Death certificates will be issued to the passengers of the missing Malaysian Airlines flight MH370.
The families were also offered financial compensation by the Malaysian government. The move of the authorities may now help the families of those passengers to file charges to the airline company. The hunt for the missing flight has crossed 45 days, which means the families would now be allowed to take legal action against the airline company.
CNN reported the National Transportation Safety Board (NTSB) enforced a 45-day rule, which prevented U.S. lawyers from approaching the family of someone who dies in a plane crash until 45 days pass after the accident. Now that period is over, families can file suit against U.S. aircraft manufacturer Boeing Co.
On the flip side, a significant obstacle to taking legal action against the airline company was that no wreckage of the apparently crashed plane was found yet. That made the case similar to filing a murder case when the corpse has not been found yet.
While families have long been complaining against airline authorities for not providing enough information, some of them felt a legal action can open up more possibilities to know the truth.

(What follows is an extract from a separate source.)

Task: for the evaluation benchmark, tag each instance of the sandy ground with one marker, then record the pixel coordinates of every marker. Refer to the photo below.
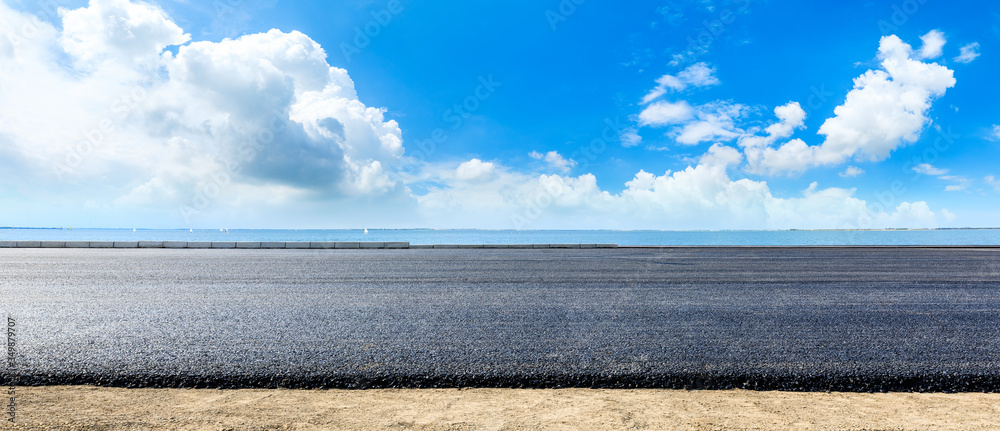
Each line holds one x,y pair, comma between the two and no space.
84,407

CNN quoted Hamid Ramlan, a father of one of the passengers, saying his family "cannot accept" the claim that the flight crashed and his daughter and son-in-law had actually got killed.
He added his wife still believed the plane might have been hijacked. High hopes that her daughter may still be alive have not died in her heart, he noted.

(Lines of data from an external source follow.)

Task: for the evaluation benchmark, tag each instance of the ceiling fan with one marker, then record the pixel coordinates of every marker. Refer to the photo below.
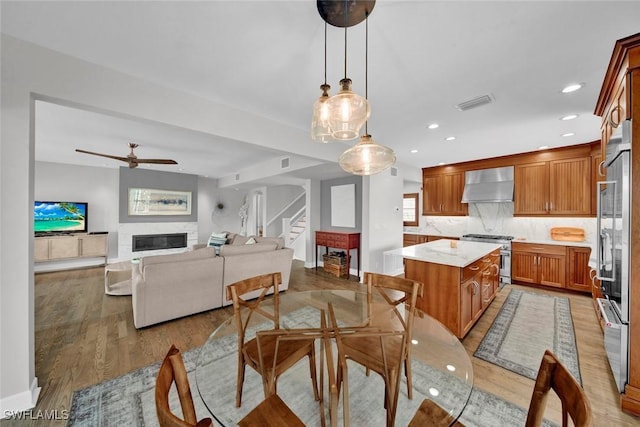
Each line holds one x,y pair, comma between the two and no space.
131,158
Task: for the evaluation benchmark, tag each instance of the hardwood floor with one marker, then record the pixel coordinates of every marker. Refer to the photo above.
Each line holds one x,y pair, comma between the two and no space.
83,337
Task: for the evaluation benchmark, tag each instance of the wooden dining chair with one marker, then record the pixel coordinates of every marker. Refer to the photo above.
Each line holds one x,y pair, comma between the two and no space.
554,375
289,353
389,346
271,412
324,334
431,414
172,371
402,295
332,374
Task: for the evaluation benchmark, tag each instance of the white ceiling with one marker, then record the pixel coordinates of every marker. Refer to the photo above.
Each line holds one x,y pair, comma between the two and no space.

Australia's Joint Agency Coordination Centre, meanwhile, said "no contact of interest" was found even after the Bluefin-21, the underwater drone, scanned the ocean floor for the 10th time. Around two-third of the projected territory has already been searched with no positive results so far.
Layyers have already approached families for compensation lawsuits. But they do not seem much interested at the moment in taking legal action for financial benefits. Some argued the 45-day rule may not apply to plane crashes which take place outside the U.S. as the NTSB has no jurisdiction there.